# Building code for NYSM +/-15 day averages
- https://docs.xarray.dev/en/stable/examples/monthly-means.html
- https://docs.xarray.dev/en/stable/generated/xarray.Dataset.rolling.html#xarray.Dataset.rolling

In [2]:
import pandas as pd
import numpy as np

In [3]:
# Read in NYSM data
# Reading in one month takes 1-2 seconds, so 6 years ~1-2 min
nysm_sites = pd.read_csv("/spare11/atm533/data/nysm_sites.csv")
nysm_data = pd.read_csv("/spare11/atm533/data/nysm_data_202008.csv") 


In [3]:
# 126 sites * 12 per hour (every 5 min) * 24 hours * 31 days
# len(nysm_data)

In [4]:

# set station and time to be indices of the df so that the conversion to xarray dataset makes them coordinates
nysm_data = nysm_data.set_index(["station", "time"])

# convert to dataset
nysm_ds = nysm_data.to_xarray()

# convert time coordinate of the dataset to datetime format
# NOTE: must be executed twice (last subcomment here by Vinod: https://stackoverflow.com/questions/62572678/xarray-coords-conversion-to-datetime64)
nysm_ds["time"] = pd.DatetimeIndex(nysm_ds["time"].values)
nysm_ds["time"] = pd.DatetimeIndex(nysm_ds["time"].values)

nysm_ds

In [5]:
# Calculate the mean of each variable by averaging over station and date 
# The groupby call groups data by date, then within each date, average over the time coordinate
ds_avg_by_site_date = nysm_ds.groupby("time.date").mean("time")

  out /= nanlen(group_idx, array, size=size, axis=axis, fill_value=0)


In [6]:
ds_avg_by_site_date

In [7]:
# By date, calculate rolling average of past +/- 5 days. Adjust this to +/- 15 once I get all data
# Rolling window is set to be 5 dates (dates are days)
# Note that there is a parameter, min_periods, whose default is set to None which equates to it being equal the size of the window.
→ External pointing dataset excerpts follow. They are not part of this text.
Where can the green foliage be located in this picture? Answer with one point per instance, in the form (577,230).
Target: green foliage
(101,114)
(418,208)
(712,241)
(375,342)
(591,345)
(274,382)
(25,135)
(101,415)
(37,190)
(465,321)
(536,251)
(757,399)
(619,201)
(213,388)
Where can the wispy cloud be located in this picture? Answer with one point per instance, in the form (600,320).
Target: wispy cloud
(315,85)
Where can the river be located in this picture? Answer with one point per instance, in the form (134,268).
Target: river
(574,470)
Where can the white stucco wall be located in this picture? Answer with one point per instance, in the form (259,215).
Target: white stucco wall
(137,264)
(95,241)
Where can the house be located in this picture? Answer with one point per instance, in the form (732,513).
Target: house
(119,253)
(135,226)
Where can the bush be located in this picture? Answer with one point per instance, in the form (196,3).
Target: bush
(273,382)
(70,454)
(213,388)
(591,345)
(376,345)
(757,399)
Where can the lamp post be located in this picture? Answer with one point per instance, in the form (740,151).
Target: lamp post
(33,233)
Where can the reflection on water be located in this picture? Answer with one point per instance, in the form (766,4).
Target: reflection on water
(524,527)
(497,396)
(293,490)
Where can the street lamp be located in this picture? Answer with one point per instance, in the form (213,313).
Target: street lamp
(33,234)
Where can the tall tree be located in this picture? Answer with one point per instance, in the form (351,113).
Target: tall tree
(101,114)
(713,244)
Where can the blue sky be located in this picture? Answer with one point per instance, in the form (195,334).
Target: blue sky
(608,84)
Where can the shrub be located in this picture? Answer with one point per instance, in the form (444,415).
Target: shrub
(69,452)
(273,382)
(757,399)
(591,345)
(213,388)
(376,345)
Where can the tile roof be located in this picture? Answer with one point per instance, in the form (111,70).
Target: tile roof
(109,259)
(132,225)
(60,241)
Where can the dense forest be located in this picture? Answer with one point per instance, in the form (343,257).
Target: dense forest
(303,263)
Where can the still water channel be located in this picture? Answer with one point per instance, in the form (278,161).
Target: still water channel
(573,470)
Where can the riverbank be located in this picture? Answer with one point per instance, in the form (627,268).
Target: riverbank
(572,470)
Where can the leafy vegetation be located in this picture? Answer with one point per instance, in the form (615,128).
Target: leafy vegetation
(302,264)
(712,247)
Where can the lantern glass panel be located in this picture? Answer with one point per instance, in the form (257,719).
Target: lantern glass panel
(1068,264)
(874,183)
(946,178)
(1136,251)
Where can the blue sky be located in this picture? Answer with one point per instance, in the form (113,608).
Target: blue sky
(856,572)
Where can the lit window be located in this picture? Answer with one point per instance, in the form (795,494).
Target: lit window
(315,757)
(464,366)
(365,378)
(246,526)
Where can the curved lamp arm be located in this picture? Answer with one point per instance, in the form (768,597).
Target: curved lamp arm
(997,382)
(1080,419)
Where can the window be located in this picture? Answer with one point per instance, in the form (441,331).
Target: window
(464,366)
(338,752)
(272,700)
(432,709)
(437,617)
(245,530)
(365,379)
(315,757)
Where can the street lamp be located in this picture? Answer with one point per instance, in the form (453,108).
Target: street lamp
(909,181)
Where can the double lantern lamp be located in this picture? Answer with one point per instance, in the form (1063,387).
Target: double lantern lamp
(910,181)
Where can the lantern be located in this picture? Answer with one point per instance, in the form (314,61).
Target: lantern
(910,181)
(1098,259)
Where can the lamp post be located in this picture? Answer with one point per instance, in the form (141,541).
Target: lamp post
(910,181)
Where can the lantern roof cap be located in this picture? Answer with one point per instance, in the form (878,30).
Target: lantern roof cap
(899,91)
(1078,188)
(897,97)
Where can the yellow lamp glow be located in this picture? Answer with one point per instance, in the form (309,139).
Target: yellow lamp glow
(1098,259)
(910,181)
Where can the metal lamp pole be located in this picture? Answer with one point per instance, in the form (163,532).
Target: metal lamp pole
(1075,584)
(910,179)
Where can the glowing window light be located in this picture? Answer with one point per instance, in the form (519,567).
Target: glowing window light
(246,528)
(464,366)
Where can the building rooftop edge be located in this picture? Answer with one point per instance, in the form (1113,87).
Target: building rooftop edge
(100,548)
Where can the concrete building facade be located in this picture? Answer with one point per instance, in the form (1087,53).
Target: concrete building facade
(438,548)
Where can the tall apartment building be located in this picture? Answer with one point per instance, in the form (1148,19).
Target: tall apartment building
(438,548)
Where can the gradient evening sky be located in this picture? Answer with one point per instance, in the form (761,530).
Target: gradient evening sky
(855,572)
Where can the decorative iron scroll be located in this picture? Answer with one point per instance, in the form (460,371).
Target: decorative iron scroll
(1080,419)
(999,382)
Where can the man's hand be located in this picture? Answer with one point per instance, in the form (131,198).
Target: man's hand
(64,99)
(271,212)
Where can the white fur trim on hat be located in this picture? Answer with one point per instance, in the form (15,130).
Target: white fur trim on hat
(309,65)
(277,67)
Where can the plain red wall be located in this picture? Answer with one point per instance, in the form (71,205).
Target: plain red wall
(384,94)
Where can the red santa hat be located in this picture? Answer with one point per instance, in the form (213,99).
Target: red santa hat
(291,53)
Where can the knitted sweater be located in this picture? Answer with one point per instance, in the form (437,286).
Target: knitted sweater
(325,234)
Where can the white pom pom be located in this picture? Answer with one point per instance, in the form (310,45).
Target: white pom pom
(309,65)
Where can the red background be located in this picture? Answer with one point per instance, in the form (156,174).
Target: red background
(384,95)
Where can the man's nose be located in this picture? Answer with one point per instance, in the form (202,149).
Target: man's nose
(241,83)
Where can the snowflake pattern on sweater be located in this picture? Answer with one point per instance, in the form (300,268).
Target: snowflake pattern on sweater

In other words, the if the rolling window is 5 and centered, that means we need 2 before, term in middle, 2 terms after, so we would have NANs for the first two terms
# Center = True, as it suggests, means that at a date coordinate (a date row) it is at the center of the rolling average
# Can confirm this is working as we think by changing it to center = True and seeing that the first 2 are nans
rolling_5day_avg = ds_avg_by_site_date.rolling({"date":5}, center = True).mean()
rolling_5day_avg

## REFERENCE CODE ONLY
#### Ignore..


In [109]:
# call on a coordinate
nysm_ds.station

# call on a varibale
nysm_ds['temp_2m [degC]']

In [None]:
nysm_ds['temp_2m [degC]'].shape

In [29]:
# REFERENCE ONLY
# "data array" . mean ("dimension to average across"... eliminating that dim completely, it's averaged out if left blank, will average over everything to give ONE mean value)
# produces another array whose length depends on what you averaged over!

# example 1
avg_temp_by_day = nysm_ds['temp_2m [degC]'].mean('station')
print(avg_temp_by_day.shape)

# example 2
avg_temp_by_station = nysm_ds['temp_2m [degC]'].mean('time')
print(avg_temp_by_station.shape)

(8929,)
(126,)


In [39]:
# this is just like SQL - using all data, but group certain rows together based on common (i.e. season) and then still want to average over the time dimension so that dim is gone and we're left with station only
test1 = nysm_ds.groupby("time.season").mean("time")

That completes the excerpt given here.